Ma l’interrogativo etico non si riduce al potenziale deflagrante di una possibile applicazione umana, probabilmente già silenziosamente in atto, che da una programmazione somatica embrionale arriva alla resurrezione. Le due visioni messe a confronto sono espressioni di vita agli antipodi che ruotano attorno a valori contrapposti, l’urgenza di provvedere al quotidiano vs il lusso di disfarsene per rivolgersi al futuro. Un dislivello sottolineato in contrasto dalle paure, dai sogni, dalle superstizioni, i riti e gli esorcismi esposti da mondi separati da un abisso. Nei quali la distribuzione di valore di un reperto cresce in riferimento alla classe sociale, e l’oggetto che viene stimato poco nelle mani di un povero acquista importanza in quelle di un ricco.

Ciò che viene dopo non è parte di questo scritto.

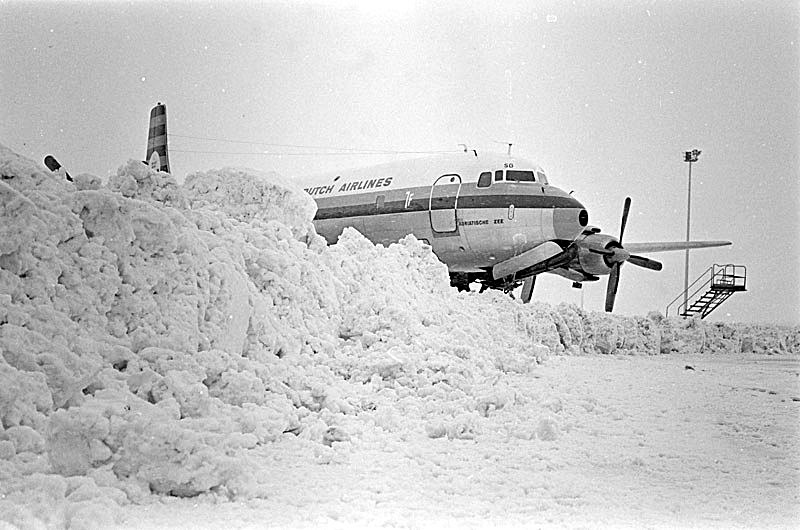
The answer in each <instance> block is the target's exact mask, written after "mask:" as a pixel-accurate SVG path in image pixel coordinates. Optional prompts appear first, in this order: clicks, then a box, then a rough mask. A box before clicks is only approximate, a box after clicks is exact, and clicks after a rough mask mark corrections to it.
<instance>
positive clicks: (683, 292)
mask: <svg viewBox="0 0 800 530" xmlns="http://www.w3.org/2000/svg"><path fill="white" fill-rule="evenodd" d="M706 275H708V278H706ZM713 278H714V266H713V265H712V266H711V267H709V268H707V269H706V270H705V271H704V272H703V274H701V275H700V276H698V277H697V279H696V280H695V281H693V282H692V283H691V284H690V285H689V287H687V288H686V290H685V291H681V292H680V294H679V295H678V296H676V297H675V299H674V300H673V301H672V302H670V303H669V304H667V308H666V309H665V310H664V315H665V316H669V309H670V307H672V306H673V305H674V304H675V302H678V301H680V300H681V299H682V298H683V293H686V292H689V291H692V289H694V291H692V294H690V295H689V296H687V297H686V302H685V303H684V302H681V303H680V304H678V307H677V308H676V314H678V315H682V314H684V313H686V310H687V309H688V306H689V305H690V302H694V297H695V296H696V295H697V293H699V292H700V291H702V290H703V289H705V287H706V286H707V285H710V284H711V281H712V280H713ZM703 279H705V281H704V282H703V283H702V284H700V285H698V286H697V287H696V288H695V286H696V285H697V284H698V283H700V281H701V280H703Z"/></svg>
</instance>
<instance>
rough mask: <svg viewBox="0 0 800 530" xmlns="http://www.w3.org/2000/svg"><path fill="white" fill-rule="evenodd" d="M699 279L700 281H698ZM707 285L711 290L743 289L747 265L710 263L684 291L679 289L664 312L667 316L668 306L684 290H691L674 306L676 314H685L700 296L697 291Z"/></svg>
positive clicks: (737, 290)
mask: <svg viewBox="0 0 800 530" xmlns="http://www.w3.org/2000/svg"><path fill="white" fill-rule="evenodd" d="M703 280H705V281H703ZM701 281H702V283H700V282H701ZM709 285H710V286H711V289H712V290H721V291H722V290H730V291H744V290H745V287H746V286H747V267H745V266H744V265H733V264H731V263H728V264H726V265H717V264H714V265H712V266H711V267H709V268H708V269H706V270H705V271H704V272H703V273H702V274H701V275H700V276H698V277H697V279H696V280H695V281H693V282H692V283H691V285H689V287H688V288H687V289H686V290H685V291H681V293H680V294H678V296H676V297H675V299H674V300H672V301H671V302H670V303H669V304H668V305H667V308H666V310H665V311H664V314H665V315H666V316H669V312H670V308H672V306H673V305H675V303H676V302H679V301H681V300H682V298H683V294H684V293H685V292H689V291H691V294H690V295H689V296H687V297H686V302H685V303H684V302H682V301H681V303H680V304H678V306H677V307H676V314H678V315H683V314H685V313H686V311H687V310H688V308H689V307H691V305H692V304H693V303H694V302H696V301H697V300H696V299H695V297H697V298H698V299H699V298H700V297H699V296H697V295H698V293H700V291H703V290H704V289H705V288H706V287H707V286H709Z"/></svg>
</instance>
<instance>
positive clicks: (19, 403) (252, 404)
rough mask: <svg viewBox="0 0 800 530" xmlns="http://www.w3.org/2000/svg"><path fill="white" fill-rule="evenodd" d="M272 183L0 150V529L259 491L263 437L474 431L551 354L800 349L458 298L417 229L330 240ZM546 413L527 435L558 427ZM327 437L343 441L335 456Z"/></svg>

Genesis 2.0 accosta queste realtà con qualche intervista dentro un approccio osservazionale, si limita alla registrazione obiettiva per lasciare al montaggio la costruzione di uno schema di senso compiuto che affronta questioni spinose della contemporaneità, passando dal remoto della memoria sepolta all’utopia di esseri viventi resuscitati da particelle infinitesimali.